La notte era chiara, tiepida, dolce e fragrante come una notte di giugno. Frate Topes avrebbe voluto dormire all’aperto, ma aveva le bisaccie già colme e temeva lo derubassero. I tempi erano tristi; nel mondo c’era molta gente buona, ma anche molta gente cattiva. Eppoi egli si sentiva stanco, assonnato, bisognoso di riposo e di sicurezza.

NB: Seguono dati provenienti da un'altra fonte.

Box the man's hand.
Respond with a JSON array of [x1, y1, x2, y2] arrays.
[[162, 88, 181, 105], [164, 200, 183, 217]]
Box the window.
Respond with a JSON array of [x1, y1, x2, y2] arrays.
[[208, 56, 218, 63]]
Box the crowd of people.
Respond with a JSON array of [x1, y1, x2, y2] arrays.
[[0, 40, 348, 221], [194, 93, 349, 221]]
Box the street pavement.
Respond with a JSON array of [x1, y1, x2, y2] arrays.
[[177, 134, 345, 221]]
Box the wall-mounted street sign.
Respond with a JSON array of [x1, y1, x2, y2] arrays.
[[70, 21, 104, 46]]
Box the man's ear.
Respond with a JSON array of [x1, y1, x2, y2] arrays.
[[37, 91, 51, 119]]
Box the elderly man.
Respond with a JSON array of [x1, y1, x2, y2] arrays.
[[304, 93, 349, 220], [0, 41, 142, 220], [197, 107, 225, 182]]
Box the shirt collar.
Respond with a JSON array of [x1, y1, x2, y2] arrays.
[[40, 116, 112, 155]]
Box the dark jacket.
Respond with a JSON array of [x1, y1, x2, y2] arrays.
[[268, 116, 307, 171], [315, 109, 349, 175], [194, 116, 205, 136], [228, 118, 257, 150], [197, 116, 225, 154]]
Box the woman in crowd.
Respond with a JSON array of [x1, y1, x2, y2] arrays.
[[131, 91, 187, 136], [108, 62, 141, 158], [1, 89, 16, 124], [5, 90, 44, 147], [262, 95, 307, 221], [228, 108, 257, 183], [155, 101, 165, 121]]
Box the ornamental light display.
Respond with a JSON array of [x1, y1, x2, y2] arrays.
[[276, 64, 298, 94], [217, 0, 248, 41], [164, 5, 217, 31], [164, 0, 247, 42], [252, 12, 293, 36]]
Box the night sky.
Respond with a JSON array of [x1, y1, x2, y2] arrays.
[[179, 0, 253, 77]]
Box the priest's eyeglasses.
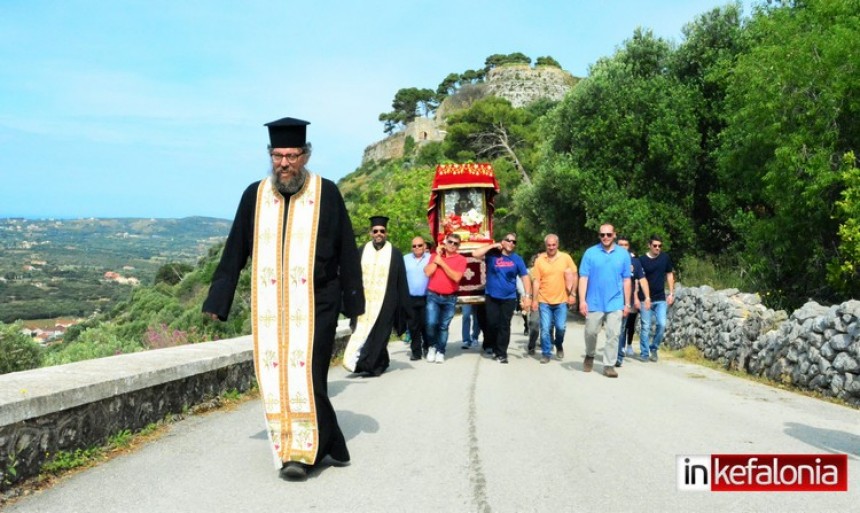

Battè alla prima porticina che vide. Gli fu subito aperto da una donna alta e bella, bruna con gli occhi azzurri, che rassomigliava alla fanciulla incontrata vicino alla fontana.

— Che volete? — chiese ella bruscamente, guardandolo meravigliata.

— Così e così, — egli disse ciò che desiderava.

La giovine donna esitò un momento, corrugando le foltissime sopracciglie nere; poi introdusse il frate ed il suo cavallo carico in un cortiletto attiguo alla casa.

— Io sono una donna sola, — disse, aiutando a scaricare le bisaccie, e ridendo un po’ beffarda, — ma spero che la gente non mormorerà, se vi faccio dormire qui.

— No, di certo! — rispose frate Topes sorridendo. — Ad ogni modo me ne andrò prima dell’alba. Dormirò magari qui nel cortile.